We’ve got a single container running on K8s that is reading messages from Kafka and pushing then into FoundationDB running on EC2 instances (not via the K8s operator, as that currently results in limitations we’re not OK with).

Our cluster is not huge, but we’re running in three_data_hall mode with 9 coordinators, 6 ‘stateless’ class nodes, 9 available log class nodes (4 in use, 5 standby), and 6 storage processes across 3 nodes. Each storage and log class node has 8GB RAM, and gp3 disks (one disk per process on the storage nodes) configured for a max of 6000 iops and 150MB/sec throughput.

With all of that, our single container is able to completely kill the FDB cluster. It reads a batch of messages from Kafka, then fans out into parallel threads to write them to FDB. This works fine for a short amount of time (15 minutes or so), but we see the durability lag, data lag, log queue size etc all gradually increase. The log queue size in particular seems to max out at 1.5GB. It’ll run like that for a short while, then the cluster just becomes unavailable. The app gets no response, fdbcli on a server reports that “the configuration could not be read”, etc. The only way to bring it back seems to be to reboot the log and storage nodes. When they come back up the cluster goes into recovery/repartitioning, and eventually ends up back in a healthy state. It doesn’t seem to have lost any of the writes that the app actually saw it accept.

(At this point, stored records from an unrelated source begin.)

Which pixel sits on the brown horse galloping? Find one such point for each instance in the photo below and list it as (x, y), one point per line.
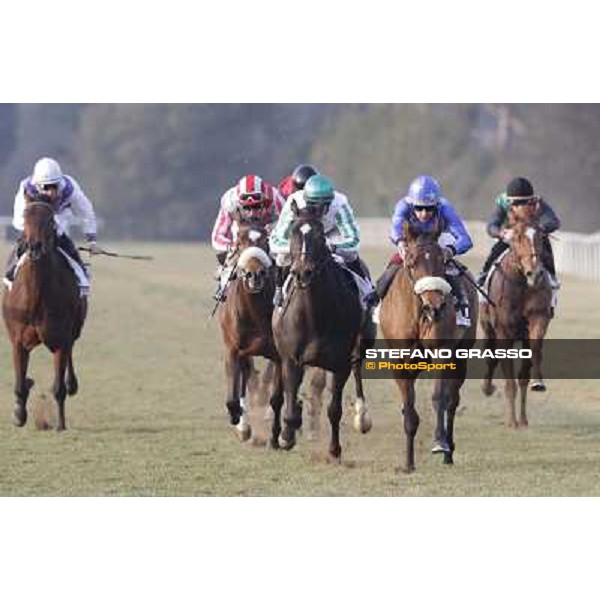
(245, 319)
(43, 307)
(318, 325)
(418, 312)
(522, 295)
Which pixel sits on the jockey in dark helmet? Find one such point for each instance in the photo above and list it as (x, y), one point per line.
(520, 198)
(297, 180)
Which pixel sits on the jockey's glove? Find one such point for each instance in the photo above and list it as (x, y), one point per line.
(449, 253)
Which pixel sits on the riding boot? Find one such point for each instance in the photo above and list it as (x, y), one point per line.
(360, 268)
(498, 248)
(281, 274)
(384, 282)
(462, 305)
(65, 243)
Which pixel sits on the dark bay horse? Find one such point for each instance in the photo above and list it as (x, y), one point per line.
(522, 295)
(418, 312)
(318, 325)
(43, 307)
(245, 319)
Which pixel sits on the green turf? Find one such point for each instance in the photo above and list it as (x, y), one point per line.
(149, 418)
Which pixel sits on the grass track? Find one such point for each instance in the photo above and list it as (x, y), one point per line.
(149, 417)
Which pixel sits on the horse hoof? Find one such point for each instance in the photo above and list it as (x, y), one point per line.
(20, 416)
(538, 386)
(448, 460)
(235, 413)
(285, 444)
(439, 447)
(488, 388)
(335, 454)
(362, 422)
(243, 431)
(72, 387)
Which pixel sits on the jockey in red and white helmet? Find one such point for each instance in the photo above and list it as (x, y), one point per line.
(252, 200)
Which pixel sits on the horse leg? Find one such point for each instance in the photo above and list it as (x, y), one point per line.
(537, 332)
(362, 419)
(276, 403)
(411, 420)
(455, 385)
(72, 383)
(243, 428)
(292, 378)
(318, 381)
(334, 411)
(524, 374)
(487, 385)
(233, 372)
(22, 384)
(440, 407)
(510, 392)
(59, 389)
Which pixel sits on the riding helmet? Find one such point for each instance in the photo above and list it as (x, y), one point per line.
(424, 191)
(318, 190)
(301, 174)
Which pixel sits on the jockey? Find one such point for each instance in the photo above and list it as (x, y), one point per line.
(63, 193)
(297, 180)
(423, 208)
(252, 200)
(519, 197)
(341, 230)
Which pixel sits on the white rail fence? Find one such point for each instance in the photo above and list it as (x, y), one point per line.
(575, 253)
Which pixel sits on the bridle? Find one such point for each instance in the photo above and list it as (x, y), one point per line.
(427, 283)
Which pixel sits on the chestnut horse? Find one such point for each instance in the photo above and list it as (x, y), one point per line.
(319, 325)
(245, 319)
(43, 307)
(418, 312)
(521, 293)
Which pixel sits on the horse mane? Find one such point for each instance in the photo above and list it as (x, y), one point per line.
(254, 252)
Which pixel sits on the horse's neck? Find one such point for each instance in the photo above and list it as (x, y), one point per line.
(509, 265)
(39, 277)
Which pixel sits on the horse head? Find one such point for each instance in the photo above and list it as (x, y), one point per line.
(527, 246)
(308, 249)
(39, 232)
(254, 263)
(425, 266)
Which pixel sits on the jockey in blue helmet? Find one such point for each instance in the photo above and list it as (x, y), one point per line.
(424, 208)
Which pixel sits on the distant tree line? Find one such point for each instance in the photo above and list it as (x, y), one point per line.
(158, 171)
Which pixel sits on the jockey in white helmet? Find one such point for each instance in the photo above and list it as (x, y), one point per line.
(48, 184)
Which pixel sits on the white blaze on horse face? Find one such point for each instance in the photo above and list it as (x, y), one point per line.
(304, 229)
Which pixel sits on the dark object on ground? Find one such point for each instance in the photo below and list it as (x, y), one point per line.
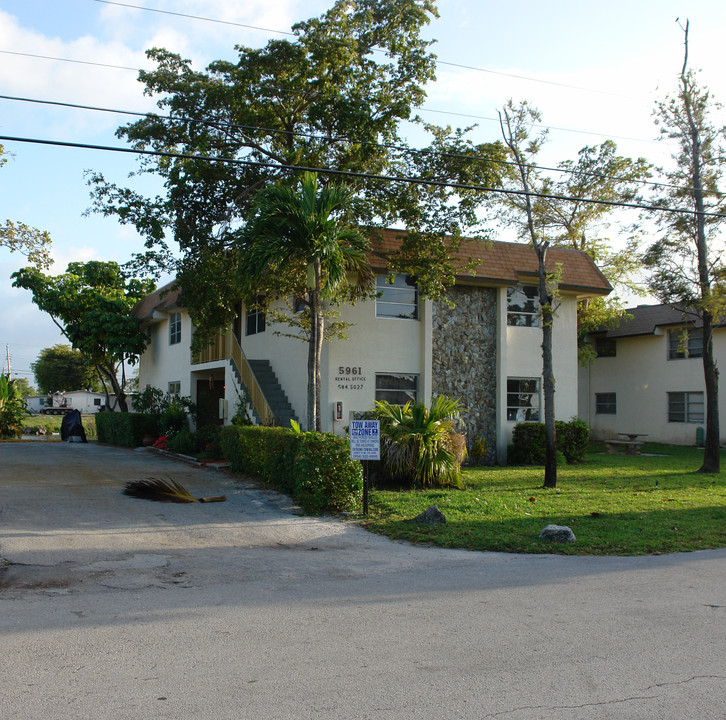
(164, 491)
(431, 515)
(558, 533)
(72, 428)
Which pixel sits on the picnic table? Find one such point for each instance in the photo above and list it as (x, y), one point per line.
(631, 446)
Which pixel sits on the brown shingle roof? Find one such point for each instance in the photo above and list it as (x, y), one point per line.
(646, 318)
(144, 309)
(505, 263)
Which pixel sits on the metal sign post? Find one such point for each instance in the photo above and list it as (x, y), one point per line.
(365, 445)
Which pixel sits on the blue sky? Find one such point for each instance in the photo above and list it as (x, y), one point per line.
(594, 70)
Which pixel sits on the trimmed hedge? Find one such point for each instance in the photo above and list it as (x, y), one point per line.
(529, 447)
(315, 468)
(125, 429)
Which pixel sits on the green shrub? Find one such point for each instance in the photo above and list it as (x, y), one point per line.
(529, 446)
(420, 445)
(572, 439)
(314, 468)
(124, 429)
(325, 476)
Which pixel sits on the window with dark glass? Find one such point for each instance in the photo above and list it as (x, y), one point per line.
(605, 404)
(397, 388)
(605, 346)
(523, 306)
(255, 320)
(397, 298)
(174, 328)
(685, 407)
(523, 400)
(686, 342)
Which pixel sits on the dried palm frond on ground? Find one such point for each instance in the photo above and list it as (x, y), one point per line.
(163, 490)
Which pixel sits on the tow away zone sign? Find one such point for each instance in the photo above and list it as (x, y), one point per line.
(365, 439)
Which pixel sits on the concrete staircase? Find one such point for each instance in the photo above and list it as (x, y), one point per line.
(272, 390)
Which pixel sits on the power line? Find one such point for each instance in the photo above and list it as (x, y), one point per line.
(351, 174)
(438, 62)
(297, 133)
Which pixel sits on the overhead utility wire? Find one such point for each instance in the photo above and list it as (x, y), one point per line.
(438, 62)
(349, 173)
(423, 109)
(312, 136)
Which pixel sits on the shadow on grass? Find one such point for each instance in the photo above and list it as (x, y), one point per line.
(627, 533)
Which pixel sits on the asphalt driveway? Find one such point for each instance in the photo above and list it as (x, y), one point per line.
(114, 607)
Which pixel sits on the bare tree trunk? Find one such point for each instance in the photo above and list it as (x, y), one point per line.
(712, 453)
(315, 351)
(548, 375)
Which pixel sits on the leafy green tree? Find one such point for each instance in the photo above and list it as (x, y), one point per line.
(12, 408)
(687, 262)
(297, 242)
(602, 174)
(24, 387)
(28, 241)
(62, 368)
(332, 97)
(91, 305)
(419, 443)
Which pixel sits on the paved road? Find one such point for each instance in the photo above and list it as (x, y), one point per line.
(122, 608)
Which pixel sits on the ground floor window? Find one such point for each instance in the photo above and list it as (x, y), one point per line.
(523, 400)
(397, 388)
(685, 407)
(605, 404)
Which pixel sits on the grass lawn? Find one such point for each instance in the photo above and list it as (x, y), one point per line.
(615, 505)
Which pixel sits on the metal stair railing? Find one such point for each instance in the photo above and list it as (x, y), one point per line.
(225, 347)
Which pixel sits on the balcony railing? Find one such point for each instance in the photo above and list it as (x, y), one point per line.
(224, 346)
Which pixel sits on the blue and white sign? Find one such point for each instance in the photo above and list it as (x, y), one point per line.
(365, 439)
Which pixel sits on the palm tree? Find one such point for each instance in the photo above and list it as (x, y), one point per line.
(298, 239)
(421, 444)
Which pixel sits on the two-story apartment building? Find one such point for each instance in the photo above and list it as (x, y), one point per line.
(648, 377)
(484, 347)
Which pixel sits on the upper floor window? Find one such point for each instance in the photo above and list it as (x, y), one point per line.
(523, 306)
(397, 388)
(255, 320)
(523, 399)
(685, 342)
(174, 328)
(605, 346)
(397, 299)
(685, 407)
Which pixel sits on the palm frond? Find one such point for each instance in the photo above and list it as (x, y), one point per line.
(158, 489)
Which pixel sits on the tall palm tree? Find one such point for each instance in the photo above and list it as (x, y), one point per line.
(298, 238)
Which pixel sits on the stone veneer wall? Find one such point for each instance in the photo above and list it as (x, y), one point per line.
(464, 345)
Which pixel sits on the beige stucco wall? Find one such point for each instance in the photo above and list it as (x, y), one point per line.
(641, 376)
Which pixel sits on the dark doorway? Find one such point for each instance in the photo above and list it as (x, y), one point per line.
(209, 393)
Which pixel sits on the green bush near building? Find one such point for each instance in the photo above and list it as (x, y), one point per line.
(315, 468)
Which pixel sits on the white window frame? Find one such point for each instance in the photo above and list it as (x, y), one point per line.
(526, 312)
(517, 412)
(174, 328)
(391, 303)
(602, 401)
(693, 407)
(389, 392)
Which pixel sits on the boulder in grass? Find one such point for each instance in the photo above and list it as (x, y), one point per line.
(431, 515)
(557, 533)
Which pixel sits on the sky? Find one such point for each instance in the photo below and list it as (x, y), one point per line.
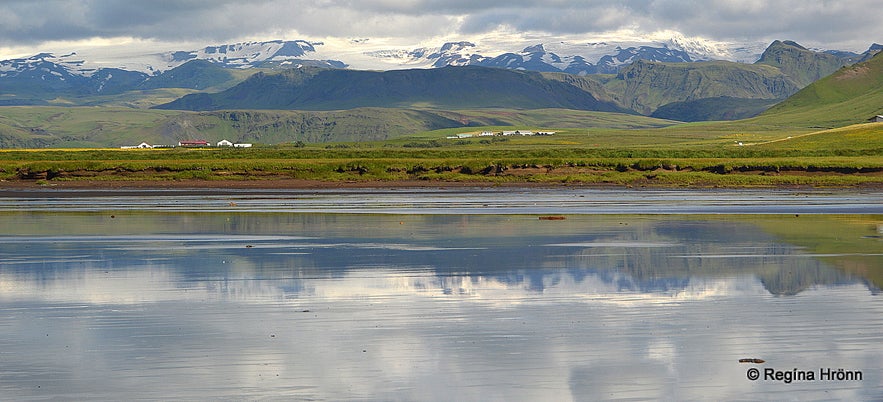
(28, 27)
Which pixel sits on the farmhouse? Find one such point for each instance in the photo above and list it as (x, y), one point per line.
(193, 143)
(142, 145)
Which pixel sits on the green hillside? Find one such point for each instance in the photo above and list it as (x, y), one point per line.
(443, 88)
(70, 127)
(645, 86)
(851, 95)
(803, 66)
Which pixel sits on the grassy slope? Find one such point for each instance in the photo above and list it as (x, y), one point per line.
(851, 95)
(114, 127)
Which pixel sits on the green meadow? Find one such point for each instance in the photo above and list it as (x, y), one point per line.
(734, 154)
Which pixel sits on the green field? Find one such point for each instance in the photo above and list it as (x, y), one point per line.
(818, 137)
(683, 155)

The thing is, I thought this was the purpose of ratekeeper? I thought when it detected queues/lag growing like this it was supposed to rate limit incoming requests to prevent the cluster being overloaded. Why is that not happening?

Are you doing blind writes (i.e. your transactions only have sets) without reading anything? If you don’t read, it won’t even use ratekeeper.

I didn’t realise ratekeeper only applied to gets. Why is that? It rate limits by slowing down the transaction commit doesn’t it, so surely that’s just as valid with sets as with gets?

In answer to the question though, we are doing gets yes. We’re checking for the existence of the key before we try to write it. This is really just a belt-and-braces thing, as all the messages are keyed on UUID so should be unique except in the cases where we’ve purposefully duplicated them from one topic to another, and in that case they’re identical so it doesn’t matter if we write the same message multiple times. And that’s even before taking into account FDB’s own transaction conflict detection.

Ratekeeper is applied to GetReadVersionRequest’s, which happen once per transaction (even if it’s a blind write). The only way to avoid ratekeeper is to call set_read_version on your transaction. To me it sounds like ratekeeper isn’t quite doing what it’s intended to do here

I stand corrected though I’m quite sure we had to insert gets at Wavefront in order to stop our blind writes from knocking over FDB. Maybe there is something else at play here. (Edit: now that I think about it we may have been setting set_read_version)

Do you know what the bottleneck is? Are you hitting the maximum IIOPs on your disks?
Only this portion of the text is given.